For LLM agents, the framework supports hierarchical agent configurations and prompt-based task decomposition, allowing for the evaluation of agents' ability to interpret and execute high-level strategic instructions.
Evaluation Metrics
Recognizing the inadequacy of win rate as a sole metric, HLSMAC introduces scenario-specific metrics:
- Target Proximity Frequency (TPF): Measures how often allied units approach critical targets.
- Target Directional Alignment (TDA): Quantifies the alignment of unit movement with optimal strategic paths.
- Ability Utilization Frequency (AUF): Tracks the purposeful use of special abilities.
- Critical Target Damage (CTD): Assesses damage dealt to key objectives.
- Unit Survival Rate (USR): Evaluates preservation of allied forces.
These metrics are computed from replay data and are scenario-dependent, providing multidimensional insight into agent behavior.
Experimental Results
Comprehensive evaluation of 21 MARL algorithms and GPT-3.5-based LLM agents reveals several key findings:
- Difficulty: Nearly 80% of algorithm-scenario combinations achieve zero win rates, indicating the substantial challenge posed by HLSMAC (Figure 4).
- Strategic Failure: High win rates do not guarantee strategic compliance; agents often succeed via unintended behaviors, as revealed by replay analysis (Figures 9–11).
- Metric Correlation: R2 analysis shows that CTD, TPF, and USR correlate strongly with win rate, while AUF is effective for distinguishing human-like purposeful ability usage from aimless execution (Figure 5).
- LLM Limitations: LLM agents fail to solve scenarios, demonstrating limited tactical awareness and inability to generate effective action sequences.
Figure 4: Win Rates Across 21 MARL Baselines on the 12 HLSMAC Scenarios; most algorithms fail on the majority of scenarios.
Figure 5: R2 Analysis of Win Rate Correlation with Evaluation Metrics; CTD, TPF, and USR are most predictive.
Figure 6: Replay snapshots of dTAPE on sdjx and RESZ on wwjz, illustrating stratagem-aligned execution.
Figure 7: Replay snapshots of RIIT on adcc and DOP on swct, showing non-stratagem behaviors and repetitive ability usage.
Figure 8: Replay snapshots of CWQMIX on fkwz and VMIX on gmzz, highlighting aimless ability execution versus human strategic use.
Implications and Future Directions
HLSMAC establishes a new standard for evaluating multi-agent strategic intelligence, shifting the focus from micromanagement to high-level reasoning. The benchmark exposes the limitations of current MARL and LLM-based methods, which struggle to generalize, interpret, and execute complex strategies. The multidimensional metrics provide a richer framework for analysis, enabling the identification of behaviors aligned with human strategic principles.
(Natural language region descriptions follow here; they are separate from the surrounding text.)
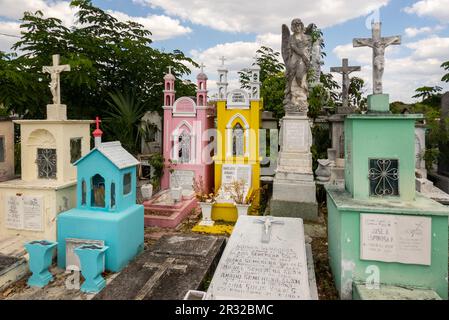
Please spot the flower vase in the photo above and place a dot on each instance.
(41, 256)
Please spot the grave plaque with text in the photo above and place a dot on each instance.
(253, 269)
(392, 238)
(24, 213)
(182, 178)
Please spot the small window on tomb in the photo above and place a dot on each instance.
(238, 97)
(127, 184)
(184, 148)
(46, 163)
(75, 149)
(113, 195)
(384, 177)
(83, 193)
(98, 192)
(238, 141)
(2, 149)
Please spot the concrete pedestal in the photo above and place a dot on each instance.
(294, 189)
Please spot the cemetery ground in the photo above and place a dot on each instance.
(57, 290)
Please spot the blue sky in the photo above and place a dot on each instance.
(205, 30)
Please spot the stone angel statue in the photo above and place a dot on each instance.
(299, 56)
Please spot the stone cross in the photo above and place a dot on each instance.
(223, 59)
(267, 225)
(55, 71)
(161, 269)
(378, 44)
(345, 70)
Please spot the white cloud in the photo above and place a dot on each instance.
(9, 31)
(162, 27)
(264, 16)
(438, 9)
(14, 9)
(403, 74)
(414, 32)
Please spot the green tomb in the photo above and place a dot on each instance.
(382, 233)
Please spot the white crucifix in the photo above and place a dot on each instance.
(378, 44)
(168, 265)
(345, 70)
(55, 73)
(267, 225)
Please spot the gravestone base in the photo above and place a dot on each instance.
(57, 112)
(168, 270)
(294, 189)
(12, 269)
(303, 210)
(385, 292)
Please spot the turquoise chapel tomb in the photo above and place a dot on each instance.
(386, 241)
(106, 212)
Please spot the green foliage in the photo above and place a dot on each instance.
(445, 66)
(124, 119)
(356, 92)
(272, 79)
(105, 55)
Practically, HLSMAC can drive the development of algorithms that incorporate explicit reasoning, hierarchical planning, and knowledge integration. Theoretically, it motivates research into the representation and learning of abstract strategies, the transfer of human knowledge, and the design of environments that require compositional and causal reasoning.
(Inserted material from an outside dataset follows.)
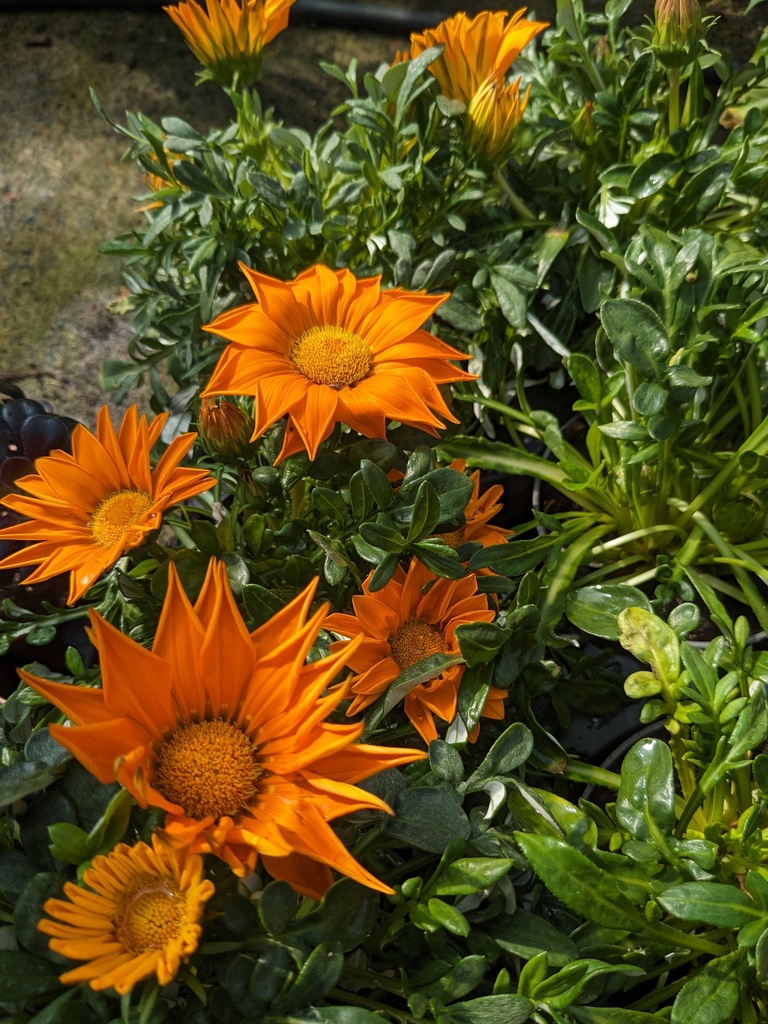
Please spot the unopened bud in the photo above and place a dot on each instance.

Future work should explore automated scenario generation, curriculum learning for strategic skills, and the development of specialized architectures capable of leveraging the structure and semantics of strategic tasks. The integration of LLMs with symbolic reasoning and planning modules may be necessary to overcome current limitations.
Conclusion
HLSMAC provides a rigorous, strategically rich benchmark for multi-agent learning, systematically integrating classical human strategic wisdom into StarCraft II scenarios. The environment, metrics, and experimental results collectively demonstrate the inadequacy of current methods and the necessity for new approaches to strategic decision-making. HLSMAC is positioned to catalyze advances in both algorithmic development and the theoretical understanding of multi-agent strategic intelligence.